Dynamic programming-based exact and heuristic algorithms for single machine scheduling with sequence-dependent setups

Abstract

This study presents a novel algorithmic framework and an inventory flow mixed integer programming formulation designed to minimize total tardiness and the number of setups. The approach decomposes the problem into three stages: intra-family scheduling, family sequence optimization, and family-switch timing. We propose a specialized heuristic with $O(n^{5}logn)$ complexity efficiently handles intra-family scheduling and is extended to accommodate subfamily groupings.
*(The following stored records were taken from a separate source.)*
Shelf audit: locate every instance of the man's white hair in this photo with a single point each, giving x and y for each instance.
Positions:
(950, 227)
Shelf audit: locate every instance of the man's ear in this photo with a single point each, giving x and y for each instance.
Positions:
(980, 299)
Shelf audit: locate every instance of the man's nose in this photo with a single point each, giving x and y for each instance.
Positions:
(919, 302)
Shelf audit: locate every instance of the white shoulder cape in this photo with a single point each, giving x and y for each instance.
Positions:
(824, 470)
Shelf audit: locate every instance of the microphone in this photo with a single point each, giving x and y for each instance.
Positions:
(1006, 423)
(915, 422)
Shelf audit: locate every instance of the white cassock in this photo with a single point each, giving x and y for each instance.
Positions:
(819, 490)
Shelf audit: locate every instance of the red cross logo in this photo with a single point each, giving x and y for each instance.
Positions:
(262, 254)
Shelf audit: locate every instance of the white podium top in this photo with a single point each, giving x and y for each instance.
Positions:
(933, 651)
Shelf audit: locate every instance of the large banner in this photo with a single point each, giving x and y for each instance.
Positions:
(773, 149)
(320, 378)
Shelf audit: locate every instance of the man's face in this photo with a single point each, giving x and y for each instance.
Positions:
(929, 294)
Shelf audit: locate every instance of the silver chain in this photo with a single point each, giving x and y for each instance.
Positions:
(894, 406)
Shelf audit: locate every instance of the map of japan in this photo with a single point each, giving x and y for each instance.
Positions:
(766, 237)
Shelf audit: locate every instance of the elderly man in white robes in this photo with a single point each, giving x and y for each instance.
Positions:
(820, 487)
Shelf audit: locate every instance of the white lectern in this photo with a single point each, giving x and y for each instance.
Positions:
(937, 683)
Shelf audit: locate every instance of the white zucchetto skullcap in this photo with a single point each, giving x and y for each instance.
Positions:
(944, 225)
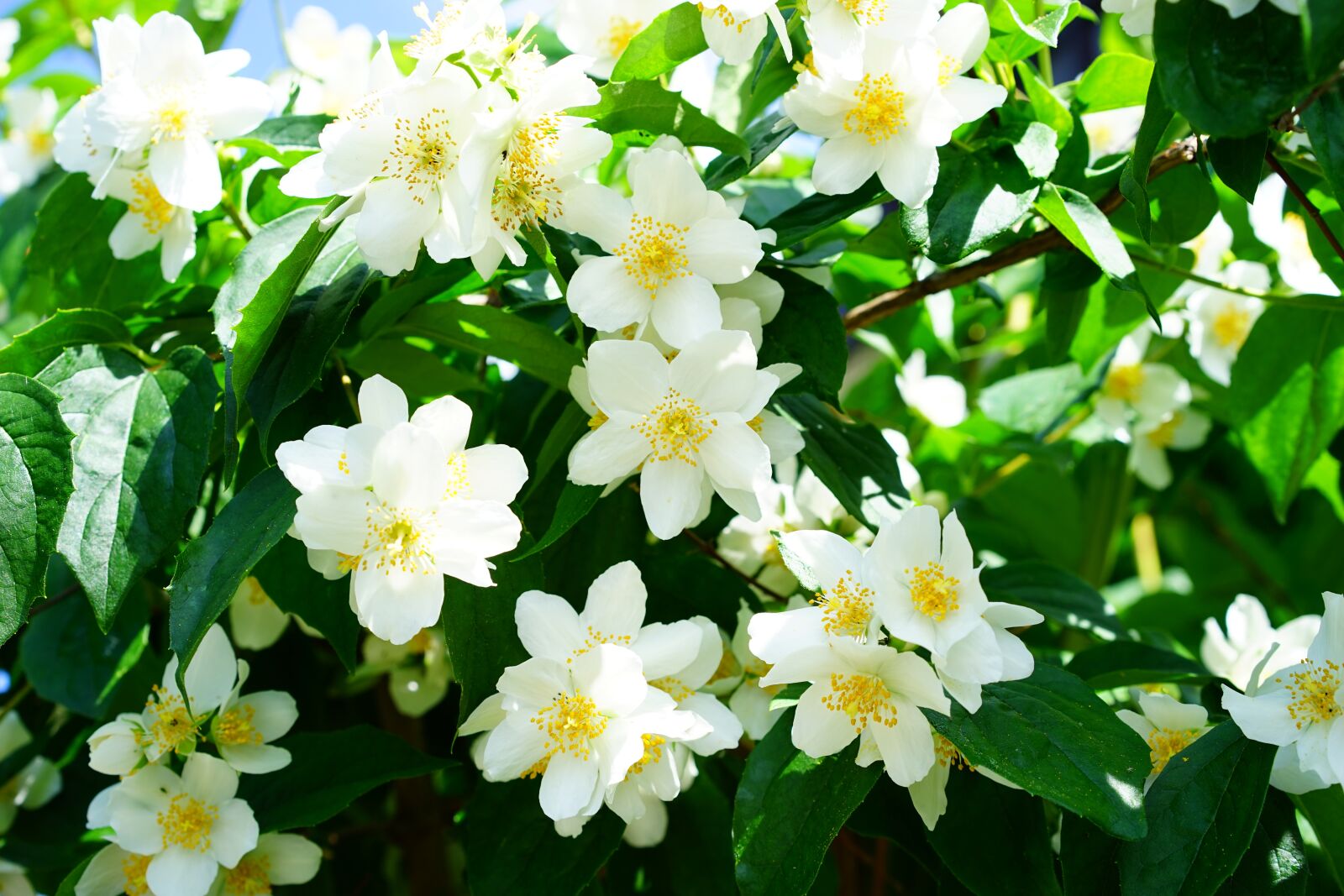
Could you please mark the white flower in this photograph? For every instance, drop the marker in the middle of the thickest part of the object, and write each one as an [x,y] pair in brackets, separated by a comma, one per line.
[940,399]
[685,425]
[192,826]
[400,501]
[245,726]
[1152,438]
[927,580]
[35,785]
[1299,705]
[1220,322]
[255,620]
[601,29]
[418,672]
[168,721]
[150,221]
[1249,638]
[172,105]
[279,860]
[1167,726]
[869,692]
[669,244]
[889,116]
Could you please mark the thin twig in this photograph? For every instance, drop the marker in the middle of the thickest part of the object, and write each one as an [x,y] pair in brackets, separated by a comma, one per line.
[1312,211]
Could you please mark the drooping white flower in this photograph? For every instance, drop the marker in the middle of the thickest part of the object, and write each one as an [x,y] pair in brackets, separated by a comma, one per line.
[940,399]
[1299,707]
[190,825]
[171,720]
[35,785]
[1220,322]
[1167,726]
[669,246]
[174,102]
[685,425]
[869,692]
[1249,638]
Dynamic programming is employed for family-switch optimization, with state complexity constrained to $2^n+1$. In the last stage of algorithmic framework, we propose a branch-and-bound method to handle family-switch timing, utilizing lower bounds derived from the results of previous stages. Our overall proposed ”branch-and-bound-regulated dynamic programming (B&B-DP)” algorithm excels in solving large-scale scheduling problems, demonstrating superior performance against four benchmark methods across 150 test cases. This algorithmic framework extends the capabilities of single-machine scheduling with family setup times to handle a large number of jobs. In our experiments, we show that the proposed algorithm reduces total tardiness by 10%–25% compared to other methods. This research not only advances the state of the art in single-machine scheduling but also provides a scalable and effective framework for addressing complex production scheduling challenges.